It already thumbs its nose to some extent. Unicode is still viewed with
great suspicion in some parts of the Eastern world, and alternate
character sets continue to be in use. But the Chinese government can
require of ISO 10646 what it wants; it's not likely to get it if it
can't be supported by technical requirements, as opposed to politics.
Maybe you can slip in one character that's spurious that way, but not a
few thousand. Maybe when the Chinese achieve global domination and
abolish our preposterous 21-bit standards, but not before.

For over 40 years I've been reading regular articles by
pundits who explain why larger/faster hardware is a waste
of time and will never sell. They've all been wrong. And
the further back in time you look, the greater the redshift
in the predictions.

These arguments do not cleanly translate to character sets, your little
tables notwithstanding. The upper limit may not be 21 bits, but if
that's not the upper limit, it's pretty close to it in orders of
magnitude. If people one day decide to abandon the concept of "character
set" and go crazy stuffing all sorts of attributes in it (adopting
"glyph sets"), that's a clear change in application, unlike increased
hardware capacity. It will be fueled by the *ability* to use such sets
efficiently, not the *need* to do this.

So, you may well be right that the need for larger
character sets has finally come to an end. I'll wait
and see. Meanwhile, I make sure that the code I write
will work with 32- (not 31-) bit character sets. With
any luck, the code will have adequate capacity until
I retire...

Fortunately for you, writing code that can handle both 21-bit and 32-bit
character sets is hardly a challenge, given the current state of
computer hardware. Even if Unicode had to grow someday (which would have
to mean a new standard, of course), it wouldn't exactly be hard to
implement, at least not as far as code point size is concerned.

S.

websnarf · Nov 19, 2005

P.J. Plauger said:
Here's a coarse scale or two, just from personal experience.

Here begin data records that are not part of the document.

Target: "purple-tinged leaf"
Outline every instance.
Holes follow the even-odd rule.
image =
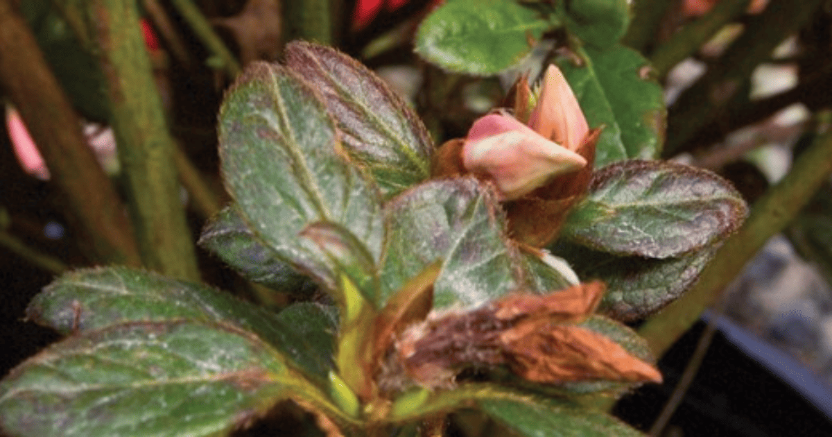
[[[286,64],[320,93],[347,153],[385,197],[430,176],[428,130],[375,73],[337,50],[305,42],[286,45]]]
[[[747,209],[730,182],[706,170],[626,161],[593,174],[561,238],[617,256],[669,258],[726,238]]]

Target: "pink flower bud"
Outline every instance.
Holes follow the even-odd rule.
[[[528,126],[545,138],[573,151],[589,133],[589,125],[575,94],[563,73],[554,65],[546,69],[542,89],[529,116]]]
[[[587,165],[583,156],[499,113],[474,122],[462,156],[465,168],[490,176],[506,200],[522,197],[552,176]]]

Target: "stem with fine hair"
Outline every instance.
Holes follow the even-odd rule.
[[[180,200],[176,146],[165,122],[135,2],[92,0],[88,22],[100,48],[124,181],[142,261],[169,276],[198,281]]]
[[[332,44],[331,0],[305,0],[283,2],[283,28],[285,41],[304,39],[324,45]]]
[[[661,44],[650,57],[653,70],[663,77],[671,68],[696,53],[723,26],[741,15],[750,0],[724,0],[704,17],[685,26]]]
[[[0,246],[50,273],[60,275],[68,269],[61,260],[29,247],[20,239],[5,231],[0,231]]]
[[[194,33],[205,44],[206,47],[222,62],[222,68],[225,70],[228,77],[233,79],[239,76],[242,71],[240,62],[237,62],[231,51],[225,47],[220,36],[214,32],[214,27],[208,22],[196,5],[191,0],[171,0],[171,2],[173,3],[174,7],[185,18],[188,26],[191,27],[191,30],[194,31]],[[303,2],[297,2],[302,3]]]
[[[87,146],[81,122],[12,3],[0,0],[0,84],[37,144],[94,261],[139,266],[124,204]]]
[[[728,238],[692,289],[642,325],[638,331],[661,356],[714,304],[745,263],[780,232],[832,173],[832,132],[819,136],[791,171],[751,208],[740,231]]]

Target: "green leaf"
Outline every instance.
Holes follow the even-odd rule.
[[[661,87],[649,79],[647,61],[621,45],[580,51],[582,65],[562,57],[562,70],[592,127],[603,127],[596,166],[629,158],[656,157],[664,141]]]
[[[350,157],[385,197],[428,179],[433,142],[414,110],[375,73],[327,47],[286,45],[286,65],[322,97]]]
[[[699,168],[626,161],[592,175],[562,239],[618,256],[668,258],[711,246],[747,214],[730,182]]]
[[[456,0],[425,18],[416,52],[454,72],[492,75],[519,62],[550,23],[514,0]]]
[[[0,422],[33,437],[225,435],[278,400],[330,403],[258,337],[224,325],[135,323],[57,343],[0,384]]]
[[[569,260],[582,278],[597,278],[607,283],[601,312],[632,321],[658,311],[693,286],[716,246],[661,260],[616,256],[564,244],[558,244],[553,251]]]
[[[522,283],[494,195],[471,177],[417,186],[386,206],[389,246],[380,271],[381,306],[437,260],[433,306],[475,305]]]
[[[317,288],[308,276],[260,241],[234,206],[211,218],[202,231],[199,245],[246,279],[278,291],[309,296]]]
[[[526,398],[482,400],[483,411],[520,435],[546,437],[641,436],[605,413],[562,400]]]
[[[379,193],[341,148],[318,92],[294,72],[255,63],[225,96],[220,156],[230,194],[260,239],[329,291],[334,266],[298,233],[336,223],[377,260],[384,232]]]
[[[275,315],[203,286],[126,267],[67,273],[32,299],[27,316],[63,334],[116,325],[191,320],[250,331],[324,383],[332,368],[331,311],[295,304]]]
[[[630,25],[627,0],[566,2],[567,27],[587,44],[606,48],[618,42]]]
[[[544,256],[552,263],[557,263],[557,269],[547,264],[543,259],[530,253],[523,253],[521,264],[523,267],[527,292],[542,294],[562,290],[575,285],[577,275],[565,260],[546,254]]]

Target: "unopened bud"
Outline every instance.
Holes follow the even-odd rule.
[[[463,146],[463,162],[469,171],[491,176],[506,200],[522,197],[552,176],[587,165],[583,156],[506,114],[474,122]]]

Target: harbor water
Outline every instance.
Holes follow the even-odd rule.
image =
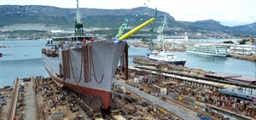
[[[43,65],[41,49],[45,48],[46,41],[0,41],[0,44],[13,45],[13,48],[2,48],[0,52],[0,87],[12,85],[15,77],[30,76],[49,77]],[[145,57],[150,50],[146,48],[129,48],[129,65],[134,57]],[[185,66],[211,70],[220,73],[230,73],[255,77],[256,63],[234,58],[220,58],[173,52],[178,59],[186,60]]]

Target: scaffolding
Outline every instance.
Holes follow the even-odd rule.
[[[160,65],[157,65],[155,67],[155,79],[159,84],[162,84],[162,66]]]
[[[121,67],[121,72],[123,76],[125,77],[125,80],[128,80],[128,49],[129,46],[126,43],[124,52],[120,58],[120,67]]]

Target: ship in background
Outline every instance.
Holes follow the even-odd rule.
[[[76,92],[90,108],[107,109],[110,102],[112,81],[120,56],[127,46],[123,41],[154,18],[143,23],[118,39],[99,39],[84,35],[79,0],[77,0],[75,36],[54,48],[42,49],[44,66],[60,87]],[[103,105],[103,106],[102,106]]]
[[[187,37],[164,37],[164,28],[167,27],[167,18],[164,17],[164,20],[162,21],[162,25],[158,28],[157,33],[159,33],[157,37],[157,49],[160,49],[160,52],[154,51],[151,53],[146,54],[146,58],[149,60],[165,62],[170,65],[176,66],[184,66],[186,63],[186,60],[179,60],[177,58],[174,53],[171,53],[170,51],[166,51],[165,49],[165,42],[166,40],[170,40],[171,42],[181,42],[185,40]],[[168,39],[167,39],[168,38]],[[177,40],[178,41],[177,41]],[[186,39],[188,40],[188,39]]]

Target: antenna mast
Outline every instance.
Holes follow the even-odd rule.
[[[79,12],[79,2],[77,0],[77,20],[75,21],[75,36],[83,36],[84,35],[84,26],[83,21],[81,20],[81,15]]]

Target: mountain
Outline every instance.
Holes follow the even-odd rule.
[[[253,34],[256,35],[256,22],[236,26],[225,26],[220,22],[213,20],[197,20],[195,22],[189,21],[178,21],[186,26],[194,26],[212,31],[222,31],[226,33],[237,33],[237,34]]]
[[[135,26],[148,20],[155,11],[147,7],[132,9],[80,9],[79,10],[84,27],[102,28],[119,28],[125,21],[125,18],[135,20],[135,22],[129,23],[130,26]],[[166,12],[158,11],[157,14],[157,26],[166,15],[172,27],[187,28]],[[16,24],[44,24],[73,28],[76,9],[38,5],[1,5],[0,20],[0,27]]]
[[[119,29],[125,18],[132,20],[128,25],[131,27],[144,22],[154,15],[154,9],[138,7],[131,9],[79,9],[85,29]],[[155,29],[160,26],[164,16],[167,17],[170,34],[176,31],[221,31],[225,33],[256,34],[256,22],[245,26],[225,26],[213,20],[195,22],[176,21],[168,13],[158,11]],[[0,5],[0,30],[39,30],[56,29],[73,30],[76,20],[76,9],[63,9],[40,5]],[[149,26],[146,26],[149,28]]]

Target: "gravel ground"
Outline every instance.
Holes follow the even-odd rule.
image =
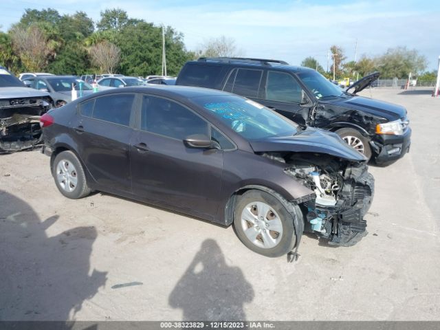
[[[267,258],[232,228],[105,194],[69,200],[38,151],[0,157],[0,320],[440,320],[440,99],[401,104],[410,154],[370,166],[368,234]]]

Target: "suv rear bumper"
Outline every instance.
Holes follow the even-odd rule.
[[[376,134],[370,142],[374,159],[378,164],[385,164],[404,157],[410,151],[411,129],[402,135]]]

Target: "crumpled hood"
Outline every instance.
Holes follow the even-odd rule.
[[[307,127],[296,135],[267,138],[250,142],[256,153],[294,151],[324,153],[346,160],[362,162],[366,158],[335,133]]]
[[[34,98],[41,96],[49,96],[49,93],[29,87],[0,88],[0,98]]]
[[[406,109],[401,105],[363,96],[338,98],[336,100],[329,100],[325,103],[371,113],[377,117],[384,118],[390,122],[406,116]]]

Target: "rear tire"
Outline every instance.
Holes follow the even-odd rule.
[[[60,192],[67,198],[82,198],[91,192],[82,165],[72,151],[63,151],[55,157],[52,176]]]
[[[249,249],[274,258],[287,254],[295,246],[293,217],[274,195],[250,190],[239,197],[234,211],[234,228]]]
[[[336,133],[350,146],[364,154],[368,160],[371,158],[371,147],[368,140],[362,135],[359,131],[346,128],[338,129]]]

-- Number of address bits required to address a "large" memory:

1960 15 IBM 7090
1970 20 IBM 360
1980 25 VAX 11/780
1990 30 various
2000 35 various

-- Number of bits required to represent a (commonly used)
character set:

1960 6 numerous vendor-specific codes

Used only by computer scientists. (Commerce on computing being
non-existent.)

1970 7 7-bit ASCII

Used only in english speaking countries.

1980 8 extended ASCII

Used only in english, and *some* european countries.

1990 16 DBCS and others

A nonsensical hack.

2000 21 Unicode

Used in 100% of all computer using countries (and built to scale to
those that don't).

The only potential for future growth here will come from the SETI
project.

I could make a similar table of "barely adequate" communication
speeds, which also continue to expand exponentially.

So long as you think in terms of linear increases in demand
for bytes or characters, it's easy to believe at each stage
that you're through expanding. After all, you currently have
a bit of headroom, and what possible need can there be for
much larger programs/character sets?

There is nowhere to scale, and the head room is overkill. We would
have to add at least 16 languages of similar complexity to the
east-asian ones before the encoding space was at risk.

I personally can't imagine that people will ever want to
define common attribute bits for, say:

-- roman, italic, bold, underscore
-- red, green, blue
-- point size
-- font

But if we did, each attribute bit would double the number
of effective character codes, wouldn't it?

So you haven't read anything about Unicode at all have you? Unicode
does *not* specify meta-information. Those kinds of data will never be
put into the Unicode standard, and are not considered part of the text
data that Unicode specifies.

This also belies an ignorance of what Unicode is specifying. Do you
think it makes sense to have the accent of one character in a different
font or size than its base character? Even if you wanted to encode
this (which I think the east-asians may need in some cases of cross
multi-language applications), obviously such meta-data specification
would be encoding as escaped *modes*. This is easily encoded in the
"private data area" ranges in application specific ways. But most
people use meta-display formatting languages, like HTML, or the Open
document format, or MS Word, something like that to encode such things
today.

Nor can I imagine that a large government like China might
thumb its nose at an international standard and, say,
require a parallel set of many ISO 10646 codes.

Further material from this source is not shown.